Because there are alternate theories which say yes to time dilation and no to length contraction...
And they also allow Newtonian mechanics to go on working just fine.
(Time becomes properly invarient with space, not just "covarient".)
With some nice consequences if Einstein really turns out to be only half-right: "easy" >c space travel for one. (no requirement that one can't go >c m/s, just that one can't interact in any way with anything that is coming/going >c m/s.
Also, one can build really accurate gyroscopes with nothing but light moving, because it would turn out that light doesn't always go "c" m/s, it would be going "c +/- d" m/s, where d is the detector velocity... Interesting that said gyroscopes already exist...
But hey, Einstein must have been 100% correct about everything he had an opinion on, after all, he was *really* smart!
Like, "infallable god" like levels of correctness.
I think he was wrong when he was younger, right later in life: But his image was already too popular to gainsay even himself.
Poor guy, his last words: [addition mine] : "I've done enough [damage]."

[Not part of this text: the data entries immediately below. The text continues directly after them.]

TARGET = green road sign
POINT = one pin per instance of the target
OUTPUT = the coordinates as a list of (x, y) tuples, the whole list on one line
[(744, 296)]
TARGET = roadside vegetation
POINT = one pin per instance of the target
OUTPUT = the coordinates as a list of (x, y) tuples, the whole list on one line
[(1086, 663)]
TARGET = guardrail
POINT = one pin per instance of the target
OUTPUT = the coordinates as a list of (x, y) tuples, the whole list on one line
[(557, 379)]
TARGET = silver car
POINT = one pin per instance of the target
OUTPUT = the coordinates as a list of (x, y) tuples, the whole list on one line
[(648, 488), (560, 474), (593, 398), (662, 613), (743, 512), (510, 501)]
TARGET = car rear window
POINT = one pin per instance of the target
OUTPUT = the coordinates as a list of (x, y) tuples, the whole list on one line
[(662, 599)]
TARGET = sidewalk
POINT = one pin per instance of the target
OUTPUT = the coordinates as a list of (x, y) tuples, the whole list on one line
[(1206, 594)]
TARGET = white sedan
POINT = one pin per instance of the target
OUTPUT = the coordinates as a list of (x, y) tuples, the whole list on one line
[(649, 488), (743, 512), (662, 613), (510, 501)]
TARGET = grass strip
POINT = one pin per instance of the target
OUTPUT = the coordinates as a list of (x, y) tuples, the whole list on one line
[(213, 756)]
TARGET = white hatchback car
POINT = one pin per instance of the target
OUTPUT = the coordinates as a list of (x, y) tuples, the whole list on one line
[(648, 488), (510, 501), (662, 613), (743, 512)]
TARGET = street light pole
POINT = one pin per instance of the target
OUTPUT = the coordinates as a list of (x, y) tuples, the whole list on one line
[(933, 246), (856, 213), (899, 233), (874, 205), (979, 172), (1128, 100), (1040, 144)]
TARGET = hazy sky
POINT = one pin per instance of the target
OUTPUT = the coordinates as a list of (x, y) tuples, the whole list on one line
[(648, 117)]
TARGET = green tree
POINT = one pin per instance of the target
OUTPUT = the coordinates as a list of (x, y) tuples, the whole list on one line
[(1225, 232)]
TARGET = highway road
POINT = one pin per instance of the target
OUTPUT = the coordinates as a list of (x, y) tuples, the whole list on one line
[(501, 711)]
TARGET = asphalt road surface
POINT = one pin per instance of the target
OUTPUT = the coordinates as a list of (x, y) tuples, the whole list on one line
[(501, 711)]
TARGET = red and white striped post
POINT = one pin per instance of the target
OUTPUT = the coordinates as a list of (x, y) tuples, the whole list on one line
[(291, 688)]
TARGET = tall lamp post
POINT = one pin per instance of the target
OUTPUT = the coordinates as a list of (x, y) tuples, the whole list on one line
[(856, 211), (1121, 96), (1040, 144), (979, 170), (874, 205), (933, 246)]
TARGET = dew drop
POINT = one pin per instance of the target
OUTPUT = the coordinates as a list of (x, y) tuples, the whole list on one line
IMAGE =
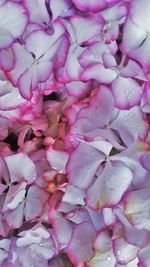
[(70, 215)]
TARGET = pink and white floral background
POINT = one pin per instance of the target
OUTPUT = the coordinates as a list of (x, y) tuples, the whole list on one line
[(74, 133)]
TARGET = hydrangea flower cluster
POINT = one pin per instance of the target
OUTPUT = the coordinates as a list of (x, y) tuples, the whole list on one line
[(74, 133)]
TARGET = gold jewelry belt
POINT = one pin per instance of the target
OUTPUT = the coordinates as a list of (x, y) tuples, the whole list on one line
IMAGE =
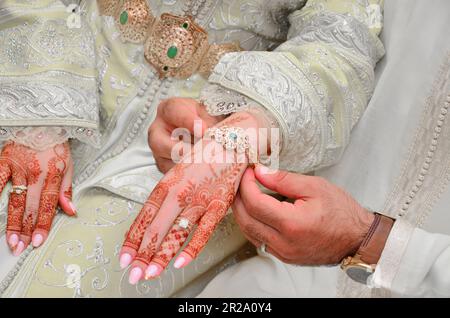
[(175, 46)]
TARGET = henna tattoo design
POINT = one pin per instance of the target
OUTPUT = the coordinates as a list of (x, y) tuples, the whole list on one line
[(57, 166), (20, 163), (68, 193), (148, 212), (231, 121)]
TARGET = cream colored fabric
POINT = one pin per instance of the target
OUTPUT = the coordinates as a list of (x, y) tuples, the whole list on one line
[(316, 84), (381, 166)]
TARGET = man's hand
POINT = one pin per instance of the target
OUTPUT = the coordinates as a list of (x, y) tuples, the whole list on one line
[(321, 227), (41, 180), (175, 113)]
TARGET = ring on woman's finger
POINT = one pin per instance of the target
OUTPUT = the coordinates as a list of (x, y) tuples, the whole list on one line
[(18, 189), (184, 223)]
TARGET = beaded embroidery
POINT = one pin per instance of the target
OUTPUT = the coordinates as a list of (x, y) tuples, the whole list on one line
[(175, 46)]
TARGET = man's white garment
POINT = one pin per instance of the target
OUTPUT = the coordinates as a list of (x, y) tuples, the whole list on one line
[(398, 162)]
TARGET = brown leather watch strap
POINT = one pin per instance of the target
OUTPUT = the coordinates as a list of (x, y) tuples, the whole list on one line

He'd just turned down potentially life-saving medical treatment - if he'd been young, we'd have have called that suicide.
ref: Heretical Verities, Phipps
Can anyone find a ref to an experiment successfully detecting the slightest trace of length contraction?

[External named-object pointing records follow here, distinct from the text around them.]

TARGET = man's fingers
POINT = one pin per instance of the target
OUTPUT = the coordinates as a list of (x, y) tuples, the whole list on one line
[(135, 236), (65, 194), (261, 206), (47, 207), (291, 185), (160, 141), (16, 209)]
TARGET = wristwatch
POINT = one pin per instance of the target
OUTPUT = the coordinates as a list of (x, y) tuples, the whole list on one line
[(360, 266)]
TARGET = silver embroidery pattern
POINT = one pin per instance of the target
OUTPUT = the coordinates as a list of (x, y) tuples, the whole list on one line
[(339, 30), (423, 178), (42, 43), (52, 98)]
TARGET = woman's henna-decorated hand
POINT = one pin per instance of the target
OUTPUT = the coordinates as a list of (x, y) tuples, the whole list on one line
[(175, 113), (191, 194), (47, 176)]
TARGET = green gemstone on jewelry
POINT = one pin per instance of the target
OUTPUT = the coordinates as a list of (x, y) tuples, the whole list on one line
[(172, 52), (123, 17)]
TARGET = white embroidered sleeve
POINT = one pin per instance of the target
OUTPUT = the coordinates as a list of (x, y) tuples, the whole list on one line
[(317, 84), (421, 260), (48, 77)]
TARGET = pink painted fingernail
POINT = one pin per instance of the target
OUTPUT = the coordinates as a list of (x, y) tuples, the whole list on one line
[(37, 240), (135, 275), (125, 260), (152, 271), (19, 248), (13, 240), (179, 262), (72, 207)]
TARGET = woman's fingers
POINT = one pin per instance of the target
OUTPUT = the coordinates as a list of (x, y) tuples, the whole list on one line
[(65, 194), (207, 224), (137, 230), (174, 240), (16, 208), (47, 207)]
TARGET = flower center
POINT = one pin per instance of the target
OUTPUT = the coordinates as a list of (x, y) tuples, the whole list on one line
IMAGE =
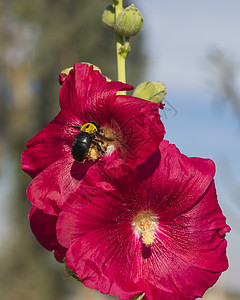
[(144, 226)]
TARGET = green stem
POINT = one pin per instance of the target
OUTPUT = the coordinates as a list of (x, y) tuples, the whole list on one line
[(121, 59)]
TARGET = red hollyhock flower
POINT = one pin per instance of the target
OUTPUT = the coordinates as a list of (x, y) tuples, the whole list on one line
[(131, 128), (162, 235), (44, 228)]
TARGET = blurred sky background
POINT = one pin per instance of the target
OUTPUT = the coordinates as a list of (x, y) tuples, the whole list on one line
[(178, 37)]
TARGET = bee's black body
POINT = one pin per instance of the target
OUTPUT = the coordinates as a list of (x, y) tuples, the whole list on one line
[(81, 145)]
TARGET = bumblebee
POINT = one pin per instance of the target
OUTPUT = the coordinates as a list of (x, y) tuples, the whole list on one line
[(89, 136)]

Anything involving relativistic electromagnetism? If you have time dilation without length contraction, then electromagnetism no longer becomes invariant, and calculations for things like distribution of synchrotron radiation or relativistic Doppler effect will get you different results in different frames. Time dilation and length contraction go together as the same effect, because within the moving frame where various effects attributed to time dilation in our frame would not work in other frames.
Also, one can build really accurate gyroscopes with nothing but light moving, because it would turn out that light doesn't always go "c" m/s, it would be going "c +/- d" m/s, where d is the detector velocity... Interesting that said gyroscopes already exist...
Except that the Sagnac effect is completely consistent with relativity and that such devices involve different path lengths being travelled by a constant speed c. The design of such gryoscopes pretty clearly demonstrate it is a constant c effect, because of their dependence on the area enclosed by the light's path, whereas a chance in c would allow for a zero-area-enclosed interferometer to still act like a gryoscope.
But hey, Einstein must have been 100% correct about everything he had an opinion on, after all, he was *really* smart!
Yeah... which is why scientists couldn't care less about Einstein's medical choices or other interests, and why a vast majority of even the early general relativity work was done by other scientists. Pick up a textbook and look at coverage of special relativity or general relativity and find a lot that is not Einstein.